Wednesday night services were expected to be back at the church April 12. Sunday School classes are expected to resume at the church April 16. Shuttle buses will then take church members and guests to Reid Chapel for the worship service.

Furr said the worship services will be held in the fellowship hall beginning April 30. The administrative offices have been relocated at Vestavia Center on Columbiana Road in Vestavia Hills. They are not expected to be back in the sanctuary or the offices for several months, he noted.

“We were already in a building program,” said Furr, noting the contractor and architect were at the scene almost immediately. “They had a temporary roof on the church before Friday,” Furr said.

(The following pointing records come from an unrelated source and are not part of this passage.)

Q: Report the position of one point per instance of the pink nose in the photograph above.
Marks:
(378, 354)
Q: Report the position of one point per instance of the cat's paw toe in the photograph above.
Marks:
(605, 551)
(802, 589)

“We eventually planned to renovate, but the weather has moved that up,” he said. “The priorities have now been set.”

Evaluating Damage

The sanctuary expansion will be internal, but there is a possibility of some structure damage that will have the be repaired, he noted. “We are sill evaluating.”

Furr said church members, while shocked and saddened at first, have pulled together and have depicted determination and energy in the cleanup.

More than a quarter of a million dollars has also been given since the tornado hit,” Furr said, noting this is over and beyond what was already pledged to the building fund.

“This is a great challenge to our people,” he said. “It is a time when our faith can grow.”

Volunteers from other areas have also helped clear trees and cleaned up the damaged areas of the church, Furr said.

The Bessemer Association disaster relief team was one group that responded and will continue until cleanup is complete.

“Our specialty is cleanup and recovery chainsaw work and cleaning up debris, “ said team leader Billy Hobson, pastor of First Baptist church, Sylvan Springs, describing the damage as “pretty severe.”

The April 3 F1 tornado ransacked areas of Vestavia Hills and Mountain Brook at speeds faster than 72 mph. Another F1 tornado devastated parts of Forestdale April 2, while a F2 tornado hit a cluster of mobile homes near Piedmont that same day killing one person. No other Baptist churches were reported damaged.

First Baptist Church, Pelham, served as a Red Cross shelter during the initial cleanup time. The Red Cross brought in cots, food and other disaster-related supplies.